It was my first exposure to Quilt National and I was gobsmacked. These "quilts" were like nothing I had ever seen and I wasn't even sure I liked them. At that point, I wasn't even ready to call myself an artist. If someone had told me that my work would one day be hanging in Quilt National I would have laughed and laughed. Now I feel very comfortable calling myself an artist.
I didn't attend QSDS again until 1997, but I have been there every year since. For a long time I took different technique classes: low water dyeing, stamping, machine quilting, screen printing - lots of surface design techniques to add to my repertoire. After a while I realized that I also needed education in design principles and how to think like an artist. Luckily, QSDS began their Master Classes, just what I was looking for. At some point you have to really start doing your own work - take all those different techniques and make them work for you.

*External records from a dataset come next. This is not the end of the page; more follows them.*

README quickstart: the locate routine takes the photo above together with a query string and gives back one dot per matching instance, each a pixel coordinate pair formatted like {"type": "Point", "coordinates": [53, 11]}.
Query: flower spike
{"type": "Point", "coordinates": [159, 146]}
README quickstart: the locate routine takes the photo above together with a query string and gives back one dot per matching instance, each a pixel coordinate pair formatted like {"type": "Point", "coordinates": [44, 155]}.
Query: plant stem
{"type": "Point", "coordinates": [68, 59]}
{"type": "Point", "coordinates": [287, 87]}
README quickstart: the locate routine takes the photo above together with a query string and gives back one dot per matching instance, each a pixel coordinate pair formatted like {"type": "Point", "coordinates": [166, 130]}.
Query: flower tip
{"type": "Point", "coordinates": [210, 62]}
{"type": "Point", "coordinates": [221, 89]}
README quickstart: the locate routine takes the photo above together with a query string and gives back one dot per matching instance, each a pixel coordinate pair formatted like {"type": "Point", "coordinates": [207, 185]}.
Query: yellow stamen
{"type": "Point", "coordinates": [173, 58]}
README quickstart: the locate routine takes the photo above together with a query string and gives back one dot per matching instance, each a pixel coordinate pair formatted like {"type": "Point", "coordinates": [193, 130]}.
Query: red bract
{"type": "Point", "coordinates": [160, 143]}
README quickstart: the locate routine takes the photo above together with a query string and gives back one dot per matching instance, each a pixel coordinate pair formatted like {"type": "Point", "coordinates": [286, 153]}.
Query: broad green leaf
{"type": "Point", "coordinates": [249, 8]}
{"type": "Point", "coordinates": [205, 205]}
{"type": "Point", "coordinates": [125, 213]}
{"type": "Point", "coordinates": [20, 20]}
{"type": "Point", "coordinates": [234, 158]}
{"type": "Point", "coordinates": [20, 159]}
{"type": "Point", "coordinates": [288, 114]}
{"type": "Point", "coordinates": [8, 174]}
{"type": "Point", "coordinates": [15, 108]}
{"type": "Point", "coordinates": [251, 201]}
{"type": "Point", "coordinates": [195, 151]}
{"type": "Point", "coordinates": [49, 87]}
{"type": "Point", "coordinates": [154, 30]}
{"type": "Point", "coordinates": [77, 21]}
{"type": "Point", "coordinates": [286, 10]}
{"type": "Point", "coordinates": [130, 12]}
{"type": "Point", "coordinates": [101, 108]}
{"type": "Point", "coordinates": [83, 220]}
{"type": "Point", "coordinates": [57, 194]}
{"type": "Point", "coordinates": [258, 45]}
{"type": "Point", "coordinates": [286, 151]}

To digress a bit... I don't remember what quilts were the first ones I entered into Quilt National but I'm sure they were deserving of rejection considering the competition. Here is one of my entries from QN 2001. It's titled Rx: Chocolate. It's a self-portrait of sorts. I stamped words that come into one's vocabulary as one reaches a "certain age": menopause, bone density, mammogram, yadda, yadda. Quilted into the background is my own prescription for these facts of life: chocolate. Doesn't solve the problems, but it makes them more bearable.
Rx: Chocolate ©1999
51" x 40"
Here is a detail view, and I just noticed that the "g" is upside down in "mammogram". Must be some hidden meaning there, I think.
Rx: Chocolate ©1999
I've always thought this would be a great piece of art for an OB/GYN's office, but so far there haven't been any takers.